A rifle bullet is fired vertically with initial speed 490 m/s. how long does it take the bullet to reach its greatest height?
At time t when
Vo - gt = 0
Vo = 490 m/s
g = 9.8 m/s^2
Solve for t.
50
To find the time it takes for the bullet to reach its greatest height, we need to consider the projectile motion of the bullet.
When a bullet is fired vertically, the only force acting on it is gravity. As a result, the bullet will accelerate downwards at a constant rate due to gravity (9.8 m/s^2).
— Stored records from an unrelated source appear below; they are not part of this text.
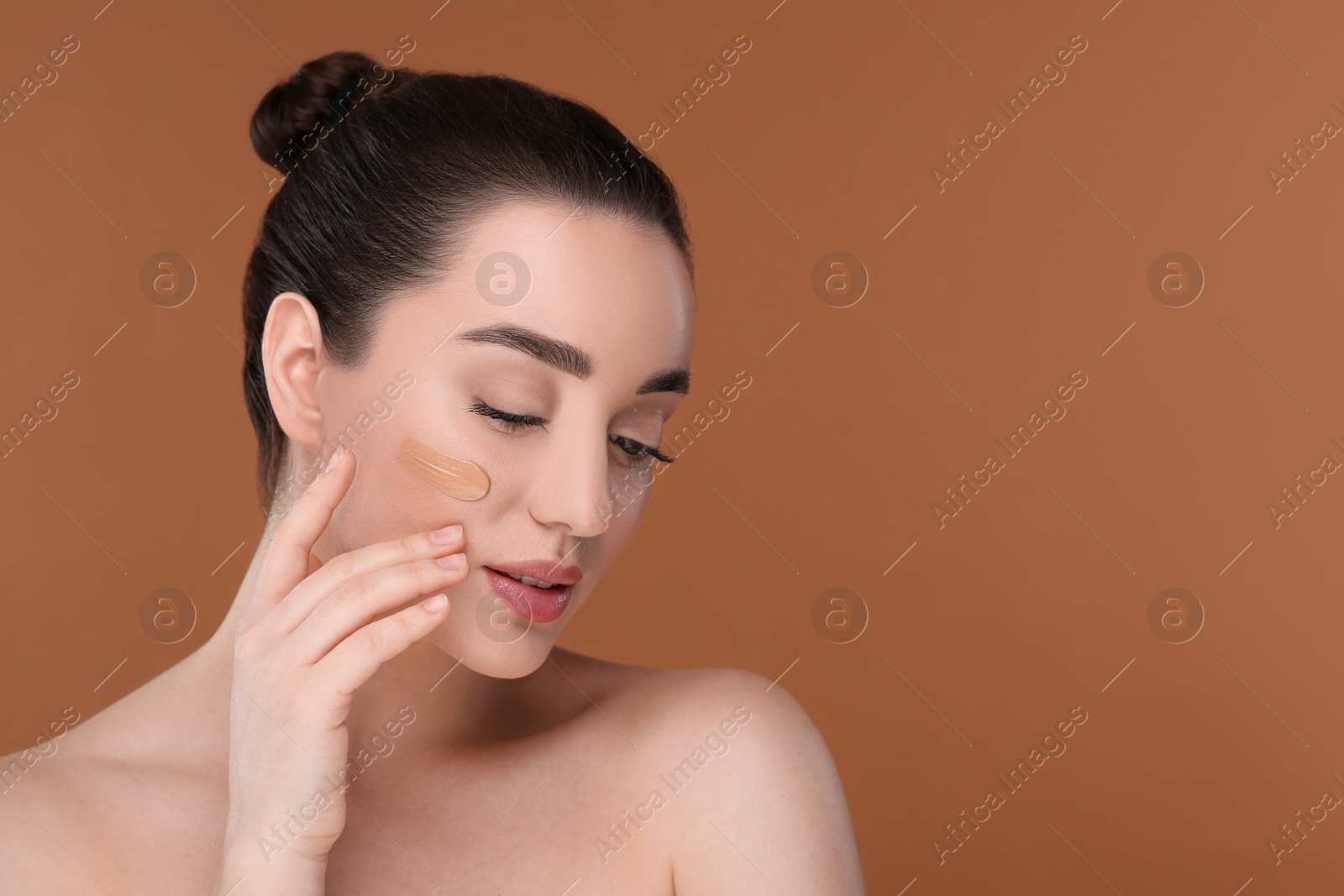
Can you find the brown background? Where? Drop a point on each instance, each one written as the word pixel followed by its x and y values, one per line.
pixel 1027 268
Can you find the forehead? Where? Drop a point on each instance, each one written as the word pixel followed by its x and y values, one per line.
pixel 620 293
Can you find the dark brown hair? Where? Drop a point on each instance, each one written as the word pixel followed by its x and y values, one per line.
pixel 387 168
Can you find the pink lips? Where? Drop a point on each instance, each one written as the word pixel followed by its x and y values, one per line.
pixel 531 602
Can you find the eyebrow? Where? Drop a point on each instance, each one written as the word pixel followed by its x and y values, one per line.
pixel 566 356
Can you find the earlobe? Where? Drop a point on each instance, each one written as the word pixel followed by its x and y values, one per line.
pixel 292 356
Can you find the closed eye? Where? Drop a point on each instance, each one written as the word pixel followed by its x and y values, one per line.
pixel 519 422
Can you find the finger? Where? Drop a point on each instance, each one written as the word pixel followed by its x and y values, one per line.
pixel 360 656
pixel 343 569
pixel 288 555
pixel 360 602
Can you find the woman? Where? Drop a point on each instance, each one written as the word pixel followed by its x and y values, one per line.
pixel 470 302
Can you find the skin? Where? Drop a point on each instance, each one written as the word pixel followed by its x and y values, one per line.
pixel 514 765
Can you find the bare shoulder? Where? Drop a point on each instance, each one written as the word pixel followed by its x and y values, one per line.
pixel 741 774
pixel 33 788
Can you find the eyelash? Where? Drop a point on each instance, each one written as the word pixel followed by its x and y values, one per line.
pixel 515 422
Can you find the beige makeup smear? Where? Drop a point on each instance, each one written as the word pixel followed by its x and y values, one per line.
pixel 454 477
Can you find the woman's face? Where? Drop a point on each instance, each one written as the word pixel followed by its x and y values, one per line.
pixel 584 332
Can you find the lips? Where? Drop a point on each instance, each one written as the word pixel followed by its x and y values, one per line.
pixel 534 602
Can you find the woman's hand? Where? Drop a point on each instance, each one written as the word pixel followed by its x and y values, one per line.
pixel 304 644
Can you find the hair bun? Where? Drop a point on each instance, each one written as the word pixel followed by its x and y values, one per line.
pixel 324 90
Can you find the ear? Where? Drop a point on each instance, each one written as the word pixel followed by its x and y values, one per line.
pixel 292 358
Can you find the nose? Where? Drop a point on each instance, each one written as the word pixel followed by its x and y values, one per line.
pixel 570 484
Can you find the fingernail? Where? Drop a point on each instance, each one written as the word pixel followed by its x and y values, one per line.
pixel 448 535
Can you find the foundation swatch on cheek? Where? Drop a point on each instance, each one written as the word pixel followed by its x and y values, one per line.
pixel 452 476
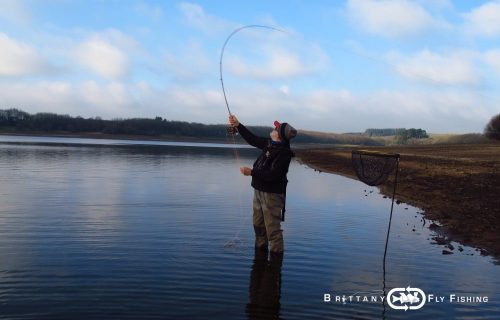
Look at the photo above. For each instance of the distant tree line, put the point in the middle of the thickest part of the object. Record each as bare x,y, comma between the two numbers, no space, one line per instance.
410,133
14,120
401,135
492,129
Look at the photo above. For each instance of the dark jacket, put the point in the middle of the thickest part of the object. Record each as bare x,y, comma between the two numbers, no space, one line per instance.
270,169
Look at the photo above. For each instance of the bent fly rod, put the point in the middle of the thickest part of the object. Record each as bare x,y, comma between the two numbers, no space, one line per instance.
232,130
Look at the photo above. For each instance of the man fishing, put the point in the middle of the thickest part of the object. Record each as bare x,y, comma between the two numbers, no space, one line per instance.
269,182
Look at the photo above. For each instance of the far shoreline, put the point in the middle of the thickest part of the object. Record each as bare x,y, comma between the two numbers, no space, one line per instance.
456,186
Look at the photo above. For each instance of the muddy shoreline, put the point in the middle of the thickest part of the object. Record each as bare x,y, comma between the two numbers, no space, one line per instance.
457,186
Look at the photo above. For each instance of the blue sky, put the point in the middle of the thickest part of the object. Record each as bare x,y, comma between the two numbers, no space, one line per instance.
339,66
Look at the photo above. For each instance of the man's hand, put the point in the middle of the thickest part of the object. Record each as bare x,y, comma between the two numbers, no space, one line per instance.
233,121
246,171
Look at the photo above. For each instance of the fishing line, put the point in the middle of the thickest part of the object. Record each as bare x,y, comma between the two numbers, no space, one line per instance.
232,131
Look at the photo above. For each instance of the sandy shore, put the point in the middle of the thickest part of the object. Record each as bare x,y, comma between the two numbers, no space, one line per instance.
457,186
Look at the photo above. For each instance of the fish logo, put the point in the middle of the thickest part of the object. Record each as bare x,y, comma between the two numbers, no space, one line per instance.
409,298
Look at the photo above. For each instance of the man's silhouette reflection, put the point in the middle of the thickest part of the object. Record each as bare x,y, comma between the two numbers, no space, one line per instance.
265,285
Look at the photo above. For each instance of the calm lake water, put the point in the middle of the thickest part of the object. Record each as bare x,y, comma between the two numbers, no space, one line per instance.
116,230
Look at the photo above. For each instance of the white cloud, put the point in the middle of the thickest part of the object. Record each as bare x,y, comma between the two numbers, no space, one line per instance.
103,58
492,57
190,64
264,61
484,20
391,18
195,16
16,11
20,59
433,68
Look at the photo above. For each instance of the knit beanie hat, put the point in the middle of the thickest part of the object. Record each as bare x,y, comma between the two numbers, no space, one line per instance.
285,130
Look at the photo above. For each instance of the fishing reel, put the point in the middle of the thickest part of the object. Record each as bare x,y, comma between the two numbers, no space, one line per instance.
232,131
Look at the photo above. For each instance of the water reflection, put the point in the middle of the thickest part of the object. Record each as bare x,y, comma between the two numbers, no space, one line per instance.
139,232
265,286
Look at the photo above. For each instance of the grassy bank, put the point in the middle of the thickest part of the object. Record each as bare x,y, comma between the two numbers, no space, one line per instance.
455,185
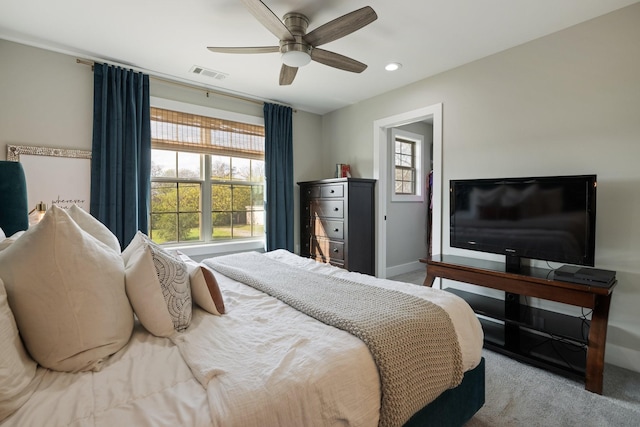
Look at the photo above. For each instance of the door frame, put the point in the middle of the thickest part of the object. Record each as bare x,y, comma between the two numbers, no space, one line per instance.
381,174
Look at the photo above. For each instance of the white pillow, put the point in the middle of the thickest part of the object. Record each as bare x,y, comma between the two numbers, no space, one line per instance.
67,294
94,227
157,285
144,290
17,369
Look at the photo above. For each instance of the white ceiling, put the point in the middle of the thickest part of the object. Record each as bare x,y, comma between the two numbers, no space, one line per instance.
167,38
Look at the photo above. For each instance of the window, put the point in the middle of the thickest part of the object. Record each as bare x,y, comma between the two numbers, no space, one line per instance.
407,165
207,178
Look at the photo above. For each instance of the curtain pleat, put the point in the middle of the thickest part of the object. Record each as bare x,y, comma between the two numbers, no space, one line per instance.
279,176
121,151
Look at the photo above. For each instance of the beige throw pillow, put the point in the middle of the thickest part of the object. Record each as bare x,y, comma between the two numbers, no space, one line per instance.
17,369
94,227
67,293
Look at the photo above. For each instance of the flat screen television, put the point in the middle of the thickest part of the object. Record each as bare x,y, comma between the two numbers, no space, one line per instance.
543,218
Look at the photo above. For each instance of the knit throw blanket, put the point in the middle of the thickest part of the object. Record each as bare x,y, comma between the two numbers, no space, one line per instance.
412,341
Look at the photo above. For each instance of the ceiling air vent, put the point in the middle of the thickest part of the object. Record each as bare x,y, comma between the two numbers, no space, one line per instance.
209,73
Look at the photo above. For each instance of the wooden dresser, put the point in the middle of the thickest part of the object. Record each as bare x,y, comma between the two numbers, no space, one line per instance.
337,222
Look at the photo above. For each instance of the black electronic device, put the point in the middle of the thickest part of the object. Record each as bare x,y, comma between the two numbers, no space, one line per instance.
545,218
585,276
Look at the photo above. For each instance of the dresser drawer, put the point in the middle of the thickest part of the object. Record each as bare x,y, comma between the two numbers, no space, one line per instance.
311,192
327,208
326,250
328,191
328,229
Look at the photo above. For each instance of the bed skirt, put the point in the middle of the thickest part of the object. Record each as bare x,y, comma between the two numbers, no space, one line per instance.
456,406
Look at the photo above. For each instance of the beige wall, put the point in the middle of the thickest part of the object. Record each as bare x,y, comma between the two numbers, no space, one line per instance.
568,103
563,104
46,99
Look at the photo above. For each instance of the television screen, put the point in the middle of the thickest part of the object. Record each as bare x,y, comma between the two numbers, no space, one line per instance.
544,218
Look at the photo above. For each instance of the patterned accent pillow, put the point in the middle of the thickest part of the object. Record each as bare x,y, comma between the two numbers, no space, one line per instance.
205,291
174,282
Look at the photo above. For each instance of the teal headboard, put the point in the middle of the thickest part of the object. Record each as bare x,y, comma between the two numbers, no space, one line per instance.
14,209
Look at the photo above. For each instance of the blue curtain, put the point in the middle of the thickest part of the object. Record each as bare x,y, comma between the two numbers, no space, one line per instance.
278,157
121,151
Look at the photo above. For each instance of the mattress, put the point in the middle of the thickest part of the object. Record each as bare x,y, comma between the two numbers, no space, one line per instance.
264,364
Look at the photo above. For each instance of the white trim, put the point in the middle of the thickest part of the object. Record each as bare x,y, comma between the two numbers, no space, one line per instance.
419,159
409,267
201,110
380,165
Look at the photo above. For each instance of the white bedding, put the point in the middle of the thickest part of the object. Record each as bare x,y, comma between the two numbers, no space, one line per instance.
264,364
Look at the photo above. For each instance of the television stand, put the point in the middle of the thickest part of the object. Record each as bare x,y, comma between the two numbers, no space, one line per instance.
546,339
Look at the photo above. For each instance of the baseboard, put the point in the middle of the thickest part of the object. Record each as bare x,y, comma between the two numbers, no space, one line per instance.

Let's break down the motion of the bullet:
1. Initially, the bullet is fired vertically upwards with a velocity of 490 m/s.
2. As the bullet moves upward, it slows down due to the influence of gravity until it reaches its highest point (i.e., when its velocity becomes zero).
3. Finally, the bullet falls back to the ground, accelerating downwards due to gravity.
Now, in order to find the time it takes for the bullet to reach its greatest height, we can use the following equation of motion:
v = u + at
where:
v = final velocity (0 m/s, since the bullet reaches its highest point)
u = initial velocity (490 m/s)
a = acceleration (-9.8 m/s^2, as gravity is acting downwards)
t = time (the unknown we want to find)
Using the equation and rearranging it to solve for time (t), we get:
t = (v - u) / a
Substituting the values:
t = (0 - 490) / (-9.8)
t = 50 seconds
Therefore, it takes 50 seconds for the bullet to reach its greatest height.